Tried and Tested: Dracup's Railway Cottage, Shropshire
Filled with wonder and charm, entering Dracup's Railway Cottage feels like stepping into a unique fantasy world.
The Bridgnorth railwayman's cottage once belonged to Antony Dracup, a visionary artist and inventor. Between 1980 and 2000, he transformed his modest home with several lovingly hand-built features... including a spectacular cave room with Gothic-style arches.
When they bought the cottage in 2019, new owners Karolina and Jason wanted to preserve Antony Dracup's enthralling legacy and imagination, and share it with others.
Alongside this, they've painstakingly restored and renovated parts of the cottage in their own creative style, including turning the lounge into a joyful ‘Alice in Wonderland'-themed space, and building a spectacular industrial-style shower room.
They've also imbued the cottage with welcoming warmth, as my fiancé David and I discovered from the moment we walked through the door.
I don't think I've ever felt so relaxed and comfortable in a brand-new place so quickly... a feeling underlined by the generous welcome basket and friendly hand-written note left by Karolina and Jason for our arrival.
We absolutely loved exploring the cottage, flitting from room to room in childlike awe! Each space is styled in a different theme, and with a level of attention to detail that means you're always discovering something new.
Along with a colourful 1940's sofa bed, art nouveau lighting, and a quirky backwards clock, the ‘Alice in Wonderland' lounge features tiny ‘secret' doors and magical accessories that were a joy to stumble across.
Accessed via the Severn Valley Railway-inspired breakfast room, we then discovered that Antony Dracup's beloved cave room had been given an ancient makeover, with medieval music, chandeliers, flickering candles, and a knight's banqueting table that made us feel like we'd travelled back in time.
Upstairs awaited a gloriously rustic bedroom ‘lair' taken straight from the pages of a classic novel - with ridiculously comfy bedding - and a hypnotic Art Room. This features a 360-degree mural of Bridgnorth created by Antony Dracup, and a swivel chair in the middle of the room.
(Be warned: once you sit in that chair and start taking in the exceptional detail of the artwork, you may be there awhile!)
Furnished with vintage posters, reclaimed timber, and wall décor by Antony Dracup, David and I spent our first evening in that incredible railway-themed breakfast room, firing up the vintage-radio-style Bluetooth speaker and chatting over a bottle of wine.
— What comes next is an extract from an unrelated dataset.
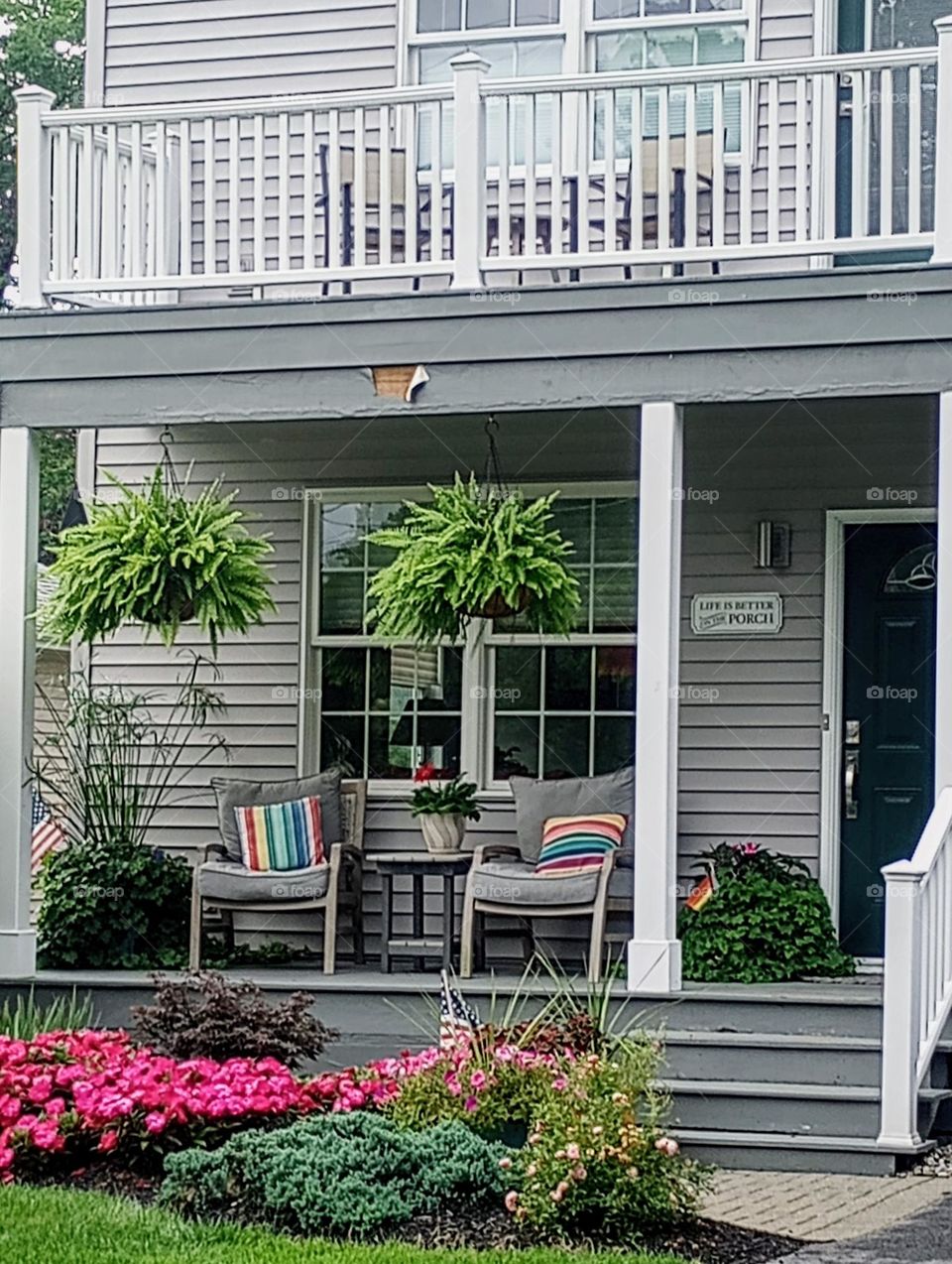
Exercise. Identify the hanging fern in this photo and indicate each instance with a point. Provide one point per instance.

As well as flooding the room with natural light, the skylight made us feel as though we'd brought the outside in... a lovely feeling as the sun began to set.
Dracup's Cottage shouldn't be seen as a simple base for exploring Bridgnorth, but a captivating space to savour in its own right. Since you can't bring your children or pets (the stairs are steep, and there are lots of small spaces that render it unsuitable) it's also perfect for romantic couples looking for a hideaway that's completely out of the ordinary.
But that's not to say there isn't anything to do in the local area - on the contrary, in fact!
Breakfast on our first morning was languorously spent at Violet's Tea Room, a 1940's-styled café with gorgeous views of the Shropshire countryside. We also paid a visit to the beautiful, nostalgic Severn Valley Railway station, and hiked up to the High Town, from which Charles I once declared the views to be "the finest in all my kingdom".
Oh, and we whiled away one afternoon at the nearby Apley Farm, feeding the friendly animals and indulging in afternoon tea.
Along with plenty of information about Bridgnorth and things to do, there's a fascinating book of photos in the cottage, donated by Antony Dracup's son Dennis, that chronicles the work Antony completed during his time there. This added to the welcoming feel throughout the cottage, as we could see just how much love and careful attention had gone into it.
There was also a notebook, filled with scribbled compliments from delighted guests. We were more than happy to add to them, as we discussed when would be the best time for a return visit.